Montenegro prosecution charges suspected leader of ‘Kavac’ gang

The offices of the Special Prosecutor in Podgorica, Montenegro. Photo: EPA / BORIS PEJOVIC

Montenegro’s Special State Prosecutor’s Office on Thursday filed an indictment against Slobodan Kascelan, the alleged leader of the alleged Kavac drug gang from Kotor, Radoje Zvicer and 12 others, accusing them of creating an organization criminal responsible for the aggravated murder of Nikola Stanisic.

Police arrested Kascelan, 58, on April 21 on suspicion of organizing a criminal group that had committed and planned several serious crimes, while another high-ranking gang member, Radoje Zvicer, escaped from the country.

On April 30, the state special procuratorate said Stanisic, a member of rival drug gang Skaljar, was murdered in 2020 at an unknown location and his body melted in acid.

Kascelan is listed in the police records of Montenegro as one of the leaders of the drug gang based in the city of Kotor. In 2019, he denied any involvement in drug trafficking.

The gang was embroiled in a six-year war with rival gang Skaljari, also from Kotor.
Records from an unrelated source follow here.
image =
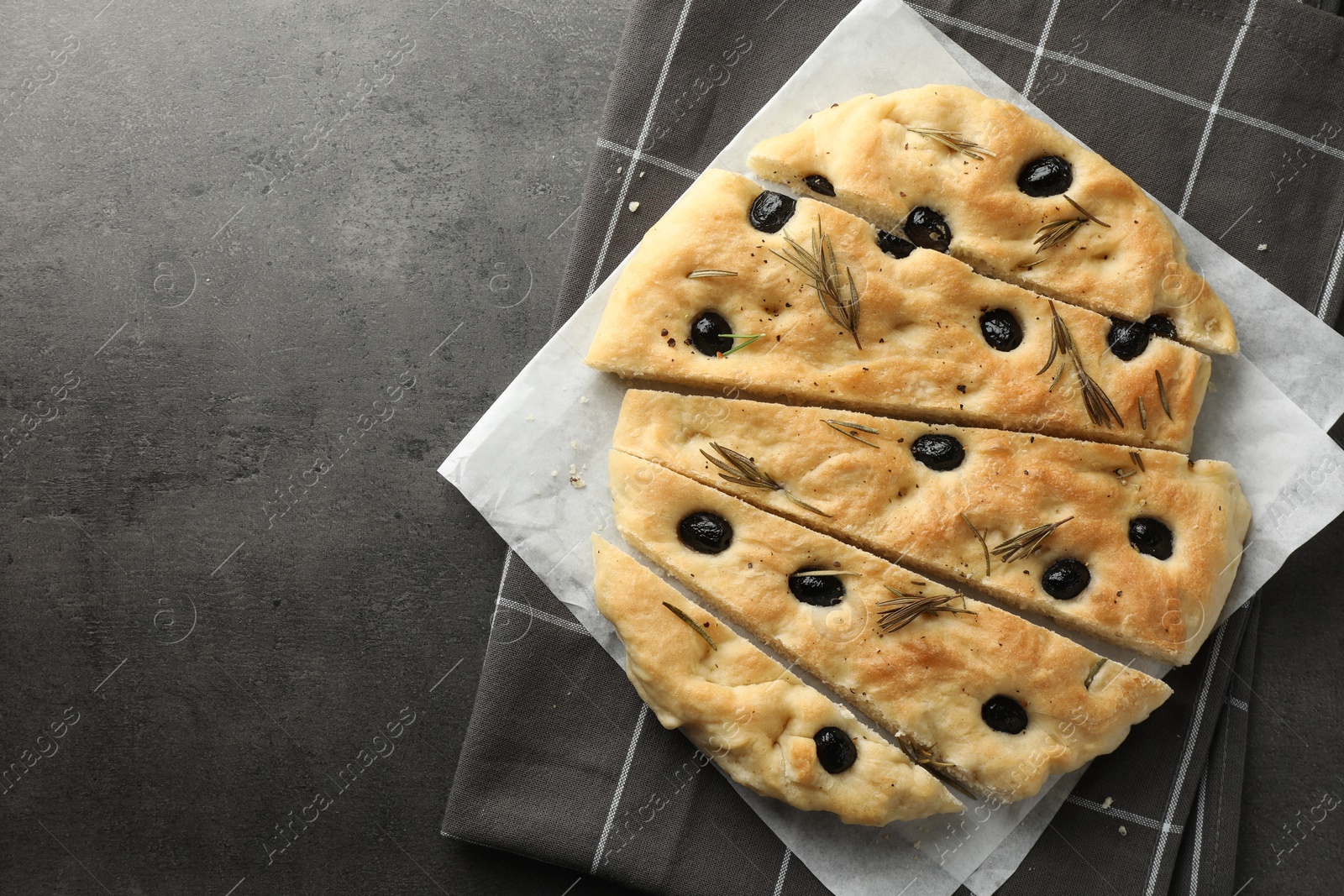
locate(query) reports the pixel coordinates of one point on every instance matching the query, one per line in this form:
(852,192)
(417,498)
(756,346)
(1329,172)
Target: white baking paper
(535,464)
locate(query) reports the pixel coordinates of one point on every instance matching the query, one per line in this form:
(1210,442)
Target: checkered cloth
(1218,112)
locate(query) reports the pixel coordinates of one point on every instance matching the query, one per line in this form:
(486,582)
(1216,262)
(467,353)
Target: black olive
(705,532)
(1162,325)
(1151,537)
(1126,338)
(1046,176)
(1005,714)
(927,228)
(835,750)
(938,452)
(772,211)
(707,333)
(820,184)
(894,246)
(1000,329)
(1065,579)
(817,590)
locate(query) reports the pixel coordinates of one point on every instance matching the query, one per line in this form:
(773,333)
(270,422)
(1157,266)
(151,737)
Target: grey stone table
(262,264)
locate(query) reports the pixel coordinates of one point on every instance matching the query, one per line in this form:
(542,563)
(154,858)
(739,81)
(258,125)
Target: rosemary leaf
(840,426)
(1088,214)
(953,141)
(1162,394)
(979,537)
(1100,409)
(905,609)
(1093,673)
(694,626)
(820,266)
(749,338)
(1054,233)
(1025,544)
(743,470)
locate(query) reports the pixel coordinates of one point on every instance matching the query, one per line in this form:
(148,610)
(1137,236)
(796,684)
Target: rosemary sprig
(1099,405)
(906,607)
(1021,546)
(979,537)
(1093,673)
(749,338)
(924,757)
(953,141)
(694,626)
(840,426)
(1054,233)
(820,266)
(1162,394)
(743,470)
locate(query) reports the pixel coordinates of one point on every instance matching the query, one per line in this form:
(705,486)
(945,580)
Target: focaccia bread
(768,730)
(1146,559)
(933,340)
(979,177)
(984,696)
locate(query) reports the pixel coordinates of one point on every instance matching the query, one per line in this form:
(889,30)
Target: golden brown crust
(748,712)
(1135,268)
(882,499)
(927,681)
(924,354)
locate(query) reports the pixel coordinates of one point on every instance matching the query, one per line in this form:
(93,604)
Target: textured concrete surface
(262,264)
(232,239)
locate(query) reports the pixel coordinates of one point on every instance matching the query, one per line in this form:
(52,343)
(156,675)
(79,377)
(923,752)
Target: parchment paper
(535,464)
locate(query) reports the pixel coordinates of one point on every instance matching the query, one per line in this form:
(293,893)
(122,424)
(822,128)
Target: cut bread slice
(948,164)
(981,694)
(932,338)
(768,730)
(1146,547)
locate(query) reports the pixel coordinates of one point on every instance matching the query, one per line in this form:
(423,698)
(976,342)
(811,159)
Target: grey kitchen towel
(1225,112)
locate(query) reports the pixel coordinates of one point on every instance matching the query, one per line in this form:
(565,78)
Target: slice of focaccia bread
(711,300)
(952,168)
(768,730)
(1135,547)
(984,696)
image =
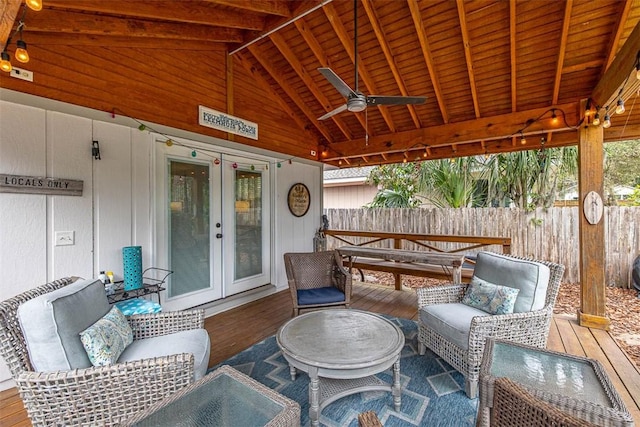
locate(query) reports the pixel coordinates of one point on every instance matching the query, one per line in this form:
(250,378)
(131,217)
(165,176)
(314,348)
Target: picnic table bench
(428,260)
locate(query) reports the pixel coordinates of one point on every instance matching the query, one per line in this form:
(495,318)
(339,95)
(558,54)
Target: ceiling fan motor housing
(357,103)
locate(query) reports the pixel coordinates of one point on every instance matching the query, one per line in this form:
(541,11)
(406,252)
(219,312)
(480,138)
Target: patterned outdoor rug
(432,391)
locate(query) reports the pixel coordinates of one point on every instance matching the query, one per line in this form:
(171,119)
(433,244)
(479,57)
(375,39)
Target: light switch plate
(65,238)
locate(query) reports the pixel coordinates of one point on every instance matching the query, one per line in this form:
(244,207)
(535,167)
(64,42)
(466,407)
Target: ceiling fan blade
(395,100)
(337,82)
(334,112)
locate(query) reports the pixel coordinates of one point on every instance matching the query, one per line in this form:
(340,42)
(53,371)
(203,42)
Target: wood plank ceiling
(493,72)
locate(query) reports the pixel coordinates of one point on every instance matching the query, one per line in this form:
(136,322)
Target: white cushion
(530,277)
(194,341)
(452,321)
(51,324)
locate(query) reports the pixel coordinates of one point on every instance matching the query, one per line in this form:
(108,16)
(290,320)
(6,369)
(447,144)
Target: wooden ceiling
(493,71)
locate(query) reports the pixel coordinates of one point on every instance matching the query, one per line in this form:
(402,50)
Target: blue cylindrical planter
(132,263)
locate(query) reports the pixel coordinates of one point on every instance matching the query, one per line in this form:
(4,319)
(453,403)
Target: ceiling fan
(356,100)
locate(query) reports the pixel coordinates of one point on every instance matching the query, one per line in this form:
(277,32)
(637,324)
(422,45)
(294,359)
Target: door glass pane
(248,224)
(189,240)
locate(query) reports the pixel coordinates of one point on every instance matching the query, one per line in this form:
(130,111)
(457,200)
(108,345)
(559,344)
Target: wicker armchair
(530,327)
(317,279)
(97,395)
(513,406)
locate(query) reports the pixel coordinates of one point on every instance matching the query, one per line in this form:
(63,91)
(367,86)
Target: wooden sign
(593,207)
(40,185)
(298,199)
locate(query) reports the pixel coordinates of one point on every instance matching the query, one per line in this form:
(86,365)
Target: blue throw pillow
(489,297)
(105,340)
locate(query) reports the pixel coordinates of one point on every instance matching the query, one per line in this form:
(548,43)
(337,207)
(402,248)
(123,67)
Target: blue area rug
(432,391)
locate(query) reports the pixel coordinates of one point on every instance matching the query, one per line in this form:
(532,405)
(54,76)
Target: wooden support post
(591,176)
(397,244)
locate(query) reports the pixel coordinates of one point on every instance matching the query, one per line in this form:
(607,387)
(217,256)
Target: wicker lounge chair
(457,333)
(104,395)
(513,406)
(317,279)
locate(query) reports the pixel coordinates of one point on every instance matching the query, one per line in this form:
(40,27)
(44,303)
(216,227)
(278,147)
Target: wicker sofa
(104,395)
(458,333)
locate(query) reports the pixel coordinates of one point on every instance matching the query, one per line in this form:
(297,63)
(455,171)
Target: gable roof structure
(498,76)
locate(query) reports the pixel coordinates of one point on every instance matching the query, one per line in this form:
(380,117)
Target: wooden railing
(467,245)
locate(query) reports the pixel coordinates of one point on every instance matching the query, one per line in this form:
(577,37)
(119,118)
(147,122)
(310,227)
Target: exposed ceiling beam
(260,6)
(568,6)
(291,93)
(467,54)
(8,15)
(162,10)
(285,105)
(343,36)
(621,71)
(615,40)
(290,57)
(487,129)
(81,23)
(426,53)
(58,39)
(386,49)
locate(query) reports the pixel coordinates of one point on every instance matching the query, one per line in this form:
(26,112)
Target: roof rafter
(467,53)
(426,54)
(341,32)
(289,56)
(291,93)
(386,49)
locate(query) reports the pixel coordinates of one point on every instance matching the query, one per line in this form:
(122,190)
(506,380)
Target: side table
(576,385)
(225,398)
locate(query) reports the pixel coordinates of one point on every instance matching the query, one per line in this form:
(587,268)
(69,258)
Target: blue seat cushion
(325,295)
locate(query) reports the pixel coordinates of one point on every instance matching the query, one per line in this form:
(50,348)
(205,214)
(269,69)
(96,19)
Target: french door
(213,225)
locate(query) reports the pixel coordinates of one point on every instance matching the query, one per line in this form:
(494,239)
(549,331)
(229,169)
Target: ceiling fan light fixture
(21,51)
(5,62)
(34,4)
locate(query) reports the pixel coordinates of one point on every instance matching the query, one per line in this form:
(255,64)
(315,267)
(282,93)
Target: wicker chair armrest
(105,395)
(163,323)
(531,328)
(440,294)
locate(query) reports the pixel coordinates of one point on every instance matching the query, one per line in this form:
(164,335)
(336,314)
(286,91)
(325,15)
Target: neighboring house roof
(347,176)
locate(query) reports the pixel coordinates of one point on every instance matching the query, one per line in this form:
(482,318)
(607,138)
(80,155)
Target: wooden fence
(546,234)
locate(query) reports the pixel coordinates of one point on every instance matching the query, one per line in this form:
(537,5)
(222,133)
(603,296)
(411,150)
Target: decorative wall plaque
(298,199)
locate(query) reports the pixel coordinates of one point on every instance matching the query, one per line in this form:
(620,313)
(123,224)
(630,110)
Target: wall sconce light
(95,150)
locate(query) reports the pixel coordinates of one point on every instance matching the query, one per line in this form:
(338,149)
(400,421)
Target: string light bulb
(5,62)
(21,51)
(34,4)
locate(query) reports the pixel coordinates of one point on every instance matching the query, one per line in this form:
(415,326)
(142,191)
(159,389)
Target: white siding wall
(40,137)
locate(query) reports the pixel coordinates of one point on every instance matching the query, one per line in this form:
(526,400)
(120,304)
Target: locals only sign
(221,121)
(40,185)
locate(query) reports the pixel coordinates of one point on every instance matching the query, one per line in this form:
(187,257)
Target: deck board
(235,330)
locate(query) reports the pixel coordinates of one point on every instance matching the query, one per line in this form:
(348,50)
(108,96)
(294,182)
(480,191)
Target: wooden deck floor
(237,329)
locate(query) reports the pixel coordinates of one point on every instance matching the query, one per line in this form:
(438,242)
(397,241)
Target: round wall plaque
(298,199)
(593,207)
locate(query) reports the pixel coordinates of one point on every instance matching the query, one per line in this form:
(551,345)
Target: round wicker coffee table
(341,351)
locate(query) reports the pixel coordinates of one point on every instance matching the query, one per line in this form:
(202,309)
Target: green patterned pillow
(489,297)
(105,340)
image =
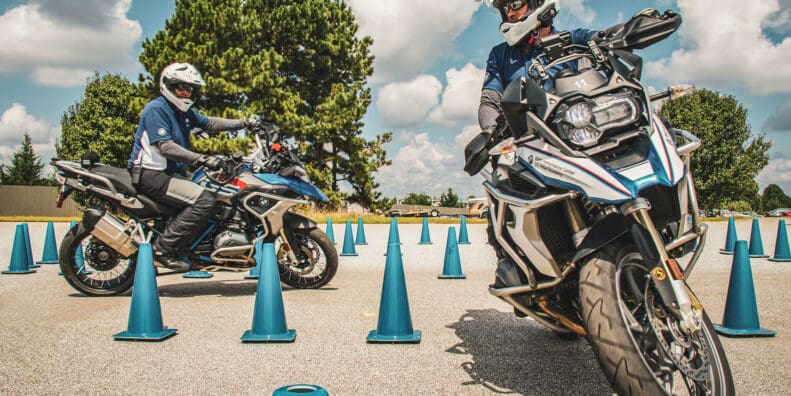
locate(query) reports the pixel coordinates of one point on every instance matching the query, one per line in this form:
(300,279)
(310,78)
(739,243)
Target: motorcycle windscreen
(294,184)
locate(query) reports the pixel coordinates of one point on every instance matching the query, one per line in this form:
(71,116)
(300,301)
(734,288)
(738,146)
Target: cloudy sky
(428,70)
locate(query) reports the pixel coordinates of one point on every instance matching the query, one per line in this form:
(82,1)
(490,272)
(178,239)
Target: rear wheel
(637,341)
(317,259)
(92,267)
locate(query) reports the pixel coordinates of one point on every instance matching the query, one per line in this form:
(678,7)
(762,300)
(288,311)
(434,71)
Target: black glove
(211,162)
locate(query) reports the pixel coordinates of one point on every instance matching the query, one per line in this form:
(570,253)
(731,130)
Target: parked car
(779,212)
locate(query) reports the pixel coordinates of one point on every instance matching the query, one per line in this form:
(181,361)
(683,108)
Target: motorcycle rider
(524,23)
(161,153)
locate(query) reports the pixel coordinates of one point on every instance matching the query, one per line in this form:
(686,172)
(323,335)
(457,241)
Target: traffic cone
(756,244)
(782,252)
(395,323)
(425,237)
(741,311)
(145,313)
(348,241)
(28,248)
(730,238)
(50,253)
(269,316)
(360,240)
(329,232)
(463,239)
(18,263)
(452,267)
(259,258)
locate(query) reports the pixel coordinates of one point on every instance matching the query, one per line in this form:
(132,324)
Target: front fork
(664,270)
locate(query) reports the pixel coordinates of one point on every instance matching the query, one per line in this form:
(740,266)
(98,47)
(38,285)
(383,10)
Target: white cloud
(406,104)
(409,35)
(723,44)
(461,97)
(14,122)
(50,40)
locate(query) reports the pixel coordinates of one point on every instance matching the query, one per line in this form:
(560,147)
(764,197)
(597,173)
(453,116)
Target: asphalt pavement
(54,340)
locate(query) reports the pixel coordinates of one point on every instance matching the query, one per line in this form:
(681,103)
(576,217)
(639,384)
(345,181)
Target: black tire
(631,357)
(318,260)
(105,272)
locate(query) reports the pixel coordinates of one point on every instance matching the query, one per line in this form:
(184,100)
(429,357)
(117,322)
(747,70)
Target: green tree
(417,199)
(774,197)
(299,64)
(25,168)
(449,200)
(730,156)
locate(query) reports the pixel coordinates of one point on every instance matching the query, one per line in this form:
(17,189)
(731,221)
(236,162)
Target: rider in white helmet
(161,153)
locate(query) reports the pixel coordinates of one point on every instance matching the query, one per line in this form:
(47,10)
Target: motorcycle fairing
(598,182)
(294,184)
At least 40 people have been killed in Montenegro, Serbia, Austria and Greece in the conflict.

The Kavac and Skaljari gangs take their names from the neighborhoods of Kotor, a medieval town of some 20,000 inhabitants in Boka Bay in Montenegro.

The conflict began in 2015, after 300 kilos of cocaine disappeared from an apartment in Valencia, Spain, in 2014.

In May 2017, the state special prosecutor’s office indicted Kascelan for organizing a criminal group involved in extortion, loan sharking, illegal possession of weapons, selling drugs, licensing drug use, bribery, serious crimes against public safety and money laundering.

In December 2018, he was arrested in the Czech Republic, under an Interpol Red Notice. Police said he was wanted for criminal prosecution in Montenegro on suspicion of attempted murder, creation of a criminal organization and loan sharking.

But the Podgorica Higher Court released him on bail in 2019, after accepting a bond of more than 500,000 euros in real estate. So far, he has only been accused of organized loan sharking.

Organized crime runs deep in Montenegro, a former Yugoslav republic of some 630,000 people that for years served as a transit point for cigarettes and illicit drugs.

A UNESCO World Heritage site and popular tourist destination, Kotor made headlines a decade ago when it emerged that notorious Balkan drug lord Darko Saric, jailed in Belgrade in 2015 for trafficking of cocaine from Latin America, had started to invest huge sums of money in the city, mainly in tourism.